Wednesday, June 30, 2010

Put More Jungle in the Jungle

29 th

Today I had breakfast and coffee wit Solep and Dehwehwim, the Burmese workers who are also living at Sanom Beach. It was really nice, and delicious. The sauce was tomato, onion, oil… over rice. Then there were these big hunks of beef (think beef jerky) that were soaked in oil and spices to sort of rehydrate, and you pulled strips of the meat off the block with your teeth. I taught Solep some phrases in English. I spontaneously wrote a good poem. In town, I wrote some stuff for Udall, worked more on poems and went around with photos for a while. I met up with John and talked over lunch about what it is like to retire in Thailand. I snorkled off Sanom beach again (hoping to see the small shark) but it was very murky conditions because of the quite drastic tides from the nearly full moon so I didn’t see much of anything. I lay down on the beach to write, my first intentional exposure to the sun on the trip and suddenly I feel rain falling on me. I look up and there are no rain clouds, just whispy white smudges, but it keeps raining. Fine! I shout to the sky. I see, no sunbathing! And just then I look out at the water and a strange fruit is floating towards me in the surf. It’s a kind of lumpy rainbow pineapple. When I pick it up it looks very much like a pineapple, with brown wilting leaves at the top, but big fat sections that stick out like molars. The ends of the sections are yellow with brown dots, the middle parts are green and inside the crevices is bright red. The meat, where the skin was torn seemed papery and white like a… honey comb or sugar cane. The elements apparently say no sunbathing, but pineapple is O.K.

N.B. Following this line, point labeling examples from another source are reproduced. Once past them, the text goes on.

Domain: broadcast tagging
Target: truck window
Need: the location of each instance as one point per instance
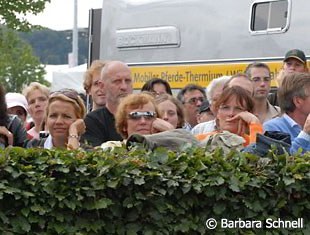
(269, 16)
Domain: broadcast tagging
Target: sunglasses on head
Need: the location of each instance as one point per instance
(138, 115)
(70, 93)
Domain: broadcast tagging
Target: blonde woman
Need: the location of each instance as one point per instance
(37, 96)
(64, 120)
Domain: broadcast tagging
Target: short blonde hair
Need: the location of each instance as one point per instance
(75, 100)
(95, 67)
(35, 86)
(132, 101)
(180, 108)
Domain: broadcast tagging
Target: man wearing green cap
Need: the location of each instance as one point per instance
(295, 61)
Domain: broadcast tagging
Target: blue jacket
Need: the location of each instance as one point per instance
(299, 138)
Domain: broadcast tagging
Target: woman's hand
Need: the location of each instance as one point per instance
(4, 131)
(160, 125)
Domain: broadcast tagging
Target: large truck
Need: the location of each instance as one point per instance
(195, 41)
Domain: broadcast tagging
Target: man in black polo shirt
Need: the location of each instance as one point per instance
(100, 124)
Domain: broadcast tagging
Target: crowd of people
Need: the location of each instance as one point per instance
(231, 112)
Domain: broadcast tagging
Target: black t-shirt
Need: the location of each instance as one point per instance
(100, 127)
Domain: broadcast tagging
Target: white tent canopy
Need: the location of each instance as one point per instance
(72, 78)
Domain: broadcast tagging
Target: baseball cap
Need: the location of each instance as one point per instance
(297, 54)
(16, 99)
(205, 106)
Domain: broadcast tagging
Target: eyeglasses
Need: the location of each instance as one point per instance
(70, 93)
(259, 79)
(194, 100)
(138, 115)
(226, 109)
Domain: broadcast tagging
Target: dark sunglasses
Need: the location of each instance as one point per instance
(70, 93)
(138, 115)
(194, 100)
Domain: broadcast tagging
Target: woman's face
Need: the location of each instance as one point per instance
(159, 89)
(140, 120)
(226, 111)
(37, 102)
(61, 115)
(168, 112)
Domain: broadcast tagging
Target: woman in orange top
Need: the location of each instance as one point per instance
(233, 114)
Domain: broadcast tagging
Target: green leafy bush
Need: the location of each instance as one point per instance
(143, 192)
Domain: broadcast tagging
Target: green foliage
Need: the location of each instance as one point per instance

I went out for dinner and found a new place that is quite lovely. It just re-opened a few days ago. It is a bar/restaurant on the beach, made and decorated with driftwood and other beach found items. There are Pringal cans with lights in them along the celing, tree roots made to lanterns, walls made of glass bottles and cement (the nozzles sticking out). Everything it seems is made out of stumps, or drift wood, decoared, and covered with pillows. There are bottle caps mosaics on the pillars. The food is really really delicious (the best I’ve had on lipe) and cheap (before I got a discount), the guys who work there are friendly and kind. I interviewed one with long decorated dreadlocks, named Mut (moot), about the bar. It was a nice interview because it was (a. in english) and b. I got a few different answers that normal. For instance, he said

“I think that if everyone took… if you have your home and you take care in front your home, beside your home, that is enough. If you are thinking you want to help everything in the island, too much, because you cannot do by yourself alone. But if you have one home, your home, make nicer, make something clean, make a small tree, coconut tree, or something, you can do… I have some land too in the jungle and it grow up everytime when I go to the jungle. I put more tree like the lemon, the coconut, I grow chilis, pumpkin…put more jungle in the jungle…if everybody do, Lipe will be beautiful.”